2. Para tanto, alegaram, em síntese, que são as únicas e universais herdeiras de FF, a cujo acervo hereditário pertence o prédio supra-referido, e que o prédio foi ocupado pelo R., em Setembro de 2020, que ali passou a residir, sem qualquer título.
3. Regularmente citado, o R. apresentou contestação, onde se defendeu por excepção – invocando que o imóvel em questão pertence igualmente ao acervo hereditário deixado pela sua progenitora, de quem não é o único herdeiro, pelo que a acção não poderia ter sido intentada somente contra si, por se estar perante uma situação de litisconsórcio necessário –, e, por impugnação, alegando, em suma, que metade do requerido imóvel pertencia à herança de HH, casada que foi com FF, uma vez que foi adquirido e registado na constância do casamento daqueles, tratando-se de bem comum do casal.

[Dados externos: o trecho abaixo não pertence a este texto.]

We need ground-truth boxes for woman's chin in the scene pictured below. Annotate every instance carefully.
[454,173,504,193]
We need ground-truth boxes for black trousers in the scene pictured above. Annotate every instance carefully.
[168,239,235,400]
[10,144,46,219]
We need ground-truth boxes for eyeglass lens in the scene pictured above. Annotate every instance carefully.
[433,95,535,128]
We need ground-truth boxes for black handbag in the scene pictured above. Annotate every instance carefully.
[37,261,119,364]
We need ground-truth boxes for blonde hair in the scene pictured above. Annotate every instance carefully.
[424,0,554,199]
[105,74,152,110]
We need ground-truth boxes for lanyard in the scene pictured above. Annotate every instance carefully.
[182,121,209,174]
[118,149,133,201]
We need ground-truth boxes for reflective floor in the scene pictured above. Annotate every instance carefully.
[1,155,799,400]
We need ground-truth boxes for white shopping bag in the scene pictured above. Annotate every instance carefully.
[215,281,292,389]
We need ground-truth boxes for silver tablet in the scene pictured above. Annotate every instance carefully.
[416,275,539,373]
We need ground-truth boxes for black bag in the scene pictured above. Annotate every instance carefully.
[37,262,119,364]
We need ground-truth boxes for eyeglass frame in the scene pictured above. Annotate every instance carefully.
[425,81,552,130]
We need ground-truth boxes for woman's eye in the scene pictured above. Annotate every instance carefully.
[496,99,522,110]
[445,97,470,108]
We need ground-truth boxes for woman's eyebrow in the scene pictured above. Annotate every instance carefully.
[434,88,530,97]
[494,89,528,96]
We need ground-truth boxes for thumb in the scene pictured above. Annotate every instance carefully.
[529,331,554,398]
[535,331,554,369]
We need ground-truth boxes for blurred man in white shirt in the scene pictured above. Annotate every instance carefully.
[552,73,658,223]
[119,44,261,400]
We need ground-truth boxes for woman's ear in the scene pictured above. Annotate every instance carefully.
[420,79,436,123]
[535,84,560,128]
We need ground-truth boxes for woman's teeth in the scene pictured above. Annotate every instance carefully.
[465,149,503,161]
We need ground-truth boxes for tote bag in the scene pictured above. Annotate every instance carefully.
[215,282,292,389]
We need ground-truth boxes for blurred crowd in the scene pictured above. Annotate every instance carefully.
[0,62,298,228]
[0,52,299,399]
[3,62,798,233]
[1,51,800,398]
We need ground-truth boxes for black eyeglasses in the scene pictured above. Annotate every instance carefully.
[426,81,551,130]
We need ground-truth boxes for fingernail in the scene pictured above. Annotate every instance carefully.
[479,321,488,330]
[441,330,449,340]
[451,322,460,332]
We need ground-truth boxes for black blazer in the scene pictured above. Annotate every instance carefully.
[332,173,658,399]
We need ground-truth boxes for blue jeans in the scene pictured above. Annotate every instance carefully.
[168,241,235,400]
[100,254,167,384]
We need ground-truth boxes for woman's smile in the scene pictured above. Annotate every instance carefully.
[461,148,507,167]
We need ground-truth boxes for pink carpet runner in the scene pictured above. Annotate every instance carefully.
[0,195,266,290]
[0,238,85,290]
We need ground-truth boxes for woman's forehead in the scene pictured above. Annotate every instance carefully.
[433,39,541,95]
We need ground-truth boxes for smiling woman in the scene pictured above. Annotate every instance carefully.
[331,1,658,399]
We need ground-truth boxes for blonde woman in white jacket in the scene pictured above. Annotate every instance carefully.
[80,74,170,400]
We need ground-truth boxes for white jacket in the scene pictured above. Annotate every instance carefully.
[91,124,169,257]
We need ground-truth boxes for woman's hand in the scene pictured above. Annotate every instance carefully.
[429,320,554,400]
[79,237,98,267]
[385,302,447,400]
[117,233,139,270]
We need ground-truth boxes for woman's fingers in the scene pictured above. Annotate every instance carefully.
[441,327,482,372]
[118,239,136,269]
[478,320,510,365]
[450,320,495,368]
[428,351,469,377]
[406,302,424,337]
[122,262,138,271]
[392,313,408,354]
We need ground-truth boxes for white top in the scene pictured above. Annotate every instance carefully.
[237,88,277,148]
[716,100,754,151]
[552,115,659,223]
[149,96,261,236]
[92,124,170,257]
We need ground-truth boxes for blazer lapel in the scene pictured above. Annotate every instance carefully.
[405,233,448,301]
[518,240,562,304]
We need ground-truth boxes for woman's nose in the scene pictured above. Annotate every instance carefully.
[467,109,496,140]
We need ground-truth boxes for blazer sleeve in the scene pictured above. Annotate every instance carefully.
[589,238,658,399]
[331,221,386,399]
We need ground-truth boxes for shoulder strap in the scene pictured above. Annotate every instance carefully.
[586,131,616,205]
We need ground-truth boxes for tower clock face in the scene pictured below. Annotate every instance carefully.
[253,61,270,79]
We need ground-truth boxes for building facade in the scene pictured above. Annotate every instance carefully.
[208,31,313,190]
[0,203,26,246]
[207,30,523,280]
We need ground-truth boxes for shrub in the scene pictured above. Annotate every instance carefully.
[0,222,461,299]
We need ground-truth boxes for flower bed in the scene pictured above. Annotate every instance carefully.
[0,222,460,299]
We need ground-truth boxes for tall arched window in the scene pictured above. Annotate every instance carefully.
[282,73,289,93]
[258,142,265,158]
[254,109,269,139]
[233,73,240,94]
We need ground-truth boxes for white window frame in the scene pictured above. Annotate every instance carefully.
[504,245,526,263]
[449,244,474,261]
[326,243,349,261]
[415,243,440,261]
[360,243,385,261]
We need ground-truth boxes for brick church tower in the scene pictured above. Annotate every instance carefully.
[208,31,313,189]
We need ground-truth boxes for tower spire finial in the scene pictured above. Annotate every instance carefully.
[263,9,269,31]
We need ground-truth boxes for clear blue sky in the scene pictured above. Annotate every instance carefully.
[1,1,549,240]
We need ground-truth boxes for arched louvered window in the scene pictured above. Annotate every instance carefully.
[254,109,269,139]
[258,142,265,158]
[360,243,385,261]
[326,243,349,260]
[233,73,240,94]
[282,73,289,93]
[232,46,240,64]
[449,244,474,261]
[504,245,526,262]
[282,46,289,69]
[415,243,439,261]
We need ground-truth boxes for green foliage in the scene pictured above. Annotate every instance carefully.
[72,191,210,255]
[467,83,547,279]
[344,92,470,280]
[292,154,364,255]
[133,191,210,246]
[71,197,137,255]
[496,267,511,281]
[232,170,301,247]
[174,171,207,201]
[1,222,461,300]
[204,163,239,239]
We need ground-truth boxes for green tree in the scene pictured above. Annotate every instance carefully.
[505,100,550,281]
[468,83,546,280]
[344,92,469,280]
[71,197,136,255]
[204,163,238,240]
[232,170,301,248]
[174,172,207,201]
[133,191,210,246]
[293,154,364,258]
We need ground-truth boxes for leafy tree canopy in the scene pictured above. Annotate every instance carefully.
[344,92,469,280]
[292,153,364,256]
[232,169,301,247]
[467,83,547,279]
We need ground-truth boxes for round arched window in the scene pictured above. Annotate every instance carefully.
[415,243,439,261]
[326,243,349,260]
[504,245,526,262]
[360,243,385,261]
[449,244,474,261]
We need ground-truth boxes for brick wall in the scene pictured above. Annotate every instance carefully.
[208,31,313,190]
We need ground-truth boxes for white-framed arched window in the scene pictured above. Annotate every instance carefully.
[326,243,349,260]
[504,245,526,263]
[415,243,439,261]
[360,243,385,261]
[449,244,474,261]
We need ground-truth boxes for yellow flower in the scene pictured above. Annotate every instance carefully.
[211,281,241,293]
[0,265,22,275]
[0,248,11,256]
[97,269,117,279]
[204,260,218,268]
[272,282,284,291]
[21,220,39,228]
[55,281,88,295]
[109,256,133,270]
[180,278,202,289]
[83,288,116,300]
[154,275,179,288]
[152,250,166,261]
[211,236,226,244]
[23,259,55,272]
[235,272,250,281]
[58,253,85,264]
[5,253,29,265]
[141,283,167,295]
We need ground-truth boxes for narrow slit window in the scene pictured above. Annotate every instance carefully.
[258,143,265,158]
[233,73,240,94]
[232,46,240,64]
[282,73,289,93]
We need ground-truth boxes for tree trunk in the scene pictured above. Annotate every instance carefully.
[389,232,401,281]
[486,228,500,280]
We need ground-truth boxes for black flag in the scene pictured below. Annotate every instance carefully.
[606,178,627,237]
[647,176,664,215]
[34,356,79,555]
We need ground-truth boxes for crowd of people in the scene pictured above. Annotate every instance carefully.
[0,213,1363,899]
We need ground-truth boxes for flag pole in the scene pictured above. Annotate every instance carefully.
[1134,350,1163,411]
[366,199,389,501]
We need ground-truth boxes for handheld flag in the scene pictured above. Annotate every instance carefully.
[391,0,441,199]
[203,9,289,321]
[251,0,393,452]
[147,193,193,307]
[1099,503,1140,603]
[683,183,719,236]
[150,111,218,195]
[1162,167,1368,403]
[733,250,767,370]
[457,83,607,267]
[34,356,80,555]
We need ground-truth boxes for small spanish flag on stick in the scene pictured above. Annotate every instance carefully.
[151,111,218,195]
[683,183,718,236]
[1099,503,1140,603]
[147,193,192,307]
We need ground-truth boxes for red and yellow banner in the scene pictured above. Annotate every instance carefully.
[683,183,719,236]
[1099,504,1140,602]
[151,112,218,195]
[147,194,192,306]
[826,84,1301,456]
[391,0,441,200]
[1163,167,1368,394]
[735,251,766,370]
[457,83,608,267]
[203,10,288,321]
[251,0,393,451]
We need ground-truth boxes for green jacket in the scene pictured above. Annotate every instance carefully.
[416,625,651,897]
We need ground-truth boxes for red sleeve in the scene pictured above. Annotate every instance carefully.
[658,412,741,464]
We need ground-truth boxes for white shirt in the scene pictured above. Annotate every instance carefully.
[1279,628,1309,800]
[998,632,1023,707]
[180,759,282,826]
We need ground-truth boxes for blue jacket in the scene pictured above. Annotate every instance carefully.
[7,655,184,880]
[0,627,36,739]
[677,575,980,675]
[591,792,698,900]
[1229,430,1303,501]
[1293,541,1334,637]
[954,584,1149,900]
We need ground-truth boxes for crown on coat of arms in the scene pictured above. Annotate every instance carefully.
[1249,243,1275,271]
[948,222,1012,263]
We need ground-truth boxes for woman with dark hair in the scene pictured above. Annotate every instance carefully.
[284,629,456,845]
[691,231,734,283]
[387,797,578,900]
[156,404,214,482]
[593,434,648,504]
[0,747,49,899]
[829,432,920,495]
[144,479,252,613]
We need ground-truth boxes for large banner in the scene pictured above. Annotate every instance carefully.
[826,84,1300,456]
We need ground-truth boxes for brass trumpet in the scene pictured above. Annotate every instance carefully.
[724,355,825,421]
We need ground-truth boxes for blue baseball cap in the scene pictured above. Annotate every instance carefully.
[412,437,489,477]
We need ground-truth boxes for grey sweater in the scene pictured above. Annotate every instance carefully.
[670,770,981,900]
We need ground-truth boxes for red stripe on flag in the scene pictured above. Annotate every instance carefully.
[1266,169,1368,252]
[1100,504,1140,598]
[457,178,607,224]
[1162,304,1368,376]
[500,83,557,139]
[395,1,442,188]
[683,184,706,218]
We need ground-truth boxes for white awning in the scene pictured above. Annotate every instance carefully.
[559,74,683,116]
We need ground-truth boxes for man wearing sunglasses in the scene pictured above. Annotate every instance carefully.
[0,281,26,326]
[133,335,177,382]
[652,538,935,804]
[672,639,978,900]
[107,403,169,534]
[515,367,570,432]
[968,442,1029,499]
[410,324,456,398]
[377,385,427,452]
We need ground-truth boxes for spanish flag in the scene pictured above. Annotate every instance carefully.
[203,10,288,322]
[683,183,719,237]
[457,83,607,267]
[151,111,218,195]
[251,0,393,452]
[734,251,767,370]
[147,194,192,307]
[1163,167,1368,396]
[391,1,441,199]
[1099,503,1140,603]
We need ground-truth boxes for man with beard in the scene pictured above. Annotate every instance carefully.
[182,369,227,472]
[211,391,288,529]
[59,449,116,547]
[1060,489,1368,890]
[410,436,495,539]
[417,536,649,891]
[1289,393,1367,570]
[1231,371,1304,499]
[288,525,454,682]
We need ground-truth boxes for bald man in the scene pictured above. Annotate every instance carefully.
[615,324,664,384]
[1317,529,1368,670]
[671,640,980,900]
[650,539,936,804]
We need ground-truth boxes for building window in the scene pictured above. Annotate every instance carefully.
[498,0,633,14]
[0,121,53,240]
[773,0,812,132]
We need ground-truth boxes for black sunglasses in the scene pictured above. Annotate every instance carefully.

4. Após perícia, foi proferida decisão na qual se declarou a incompetência do Juízo Local Cível Local 2 para a tramitação dos presentes autos, em razão do valor da causa, então fixado em € 132 000.00.
Distribuído o processo, foi o R. notificado para juntar certidão da escritura de aquisição a que faz alusão na contestação, o que este fez.
A Autora respondeu à matéria da excepção e juntou documentos.
5. Realizou-se a audiência prévia, no âmbito da qual foi julgada improcedente a aludida excepção de ilegitimidade passiva por preterição de litisconsórcio necessário.
Após, considerando-se que as partes já tinham manifestado em sede de audiência prévia as suas posições e entendendo-se que os autos já continham todos os elementos necessários para o imediato conhecimento do mérito da causa, foi proferido despacho saneador-sentença, no qual se decidiu julgar parcialmente procedente a acção e, em consequência:
a. Declarar a herança ilíquida e indivisa aberta por óbito de FF, de que as autoras são únicas e universais herdeiras, proprietária do prédio urbano, composto de casa de habitação de rés-do-chão e logradouro, sito na Rua 1, Bairro 1, freguesia Local 1, concelho Local 2, inscrito na matriz predial respectiva sob o artigo ...33, da freguesia União das Freguesias de Local 3 e Local 1, descrito na Conservatória do Registo Predial Local 2 com o n.º ...13 - freguesia Local 1;
b. Condenar o Réu a entregar às Autoras, em representação da referida herança, o identificado prédio, livre e devoluto de pessoas e bens;
c. Condenar o Réu a abster-se de praticar quaisquer actos que ofendam o direito de propriedade da referida herança sobre aquele prédio;
d. Absolver o Réu do pagamento de sanção pecuniária compulsória à taxa de € 100,00 (cem euros) por cada dia de atraso da restituição do imóvel.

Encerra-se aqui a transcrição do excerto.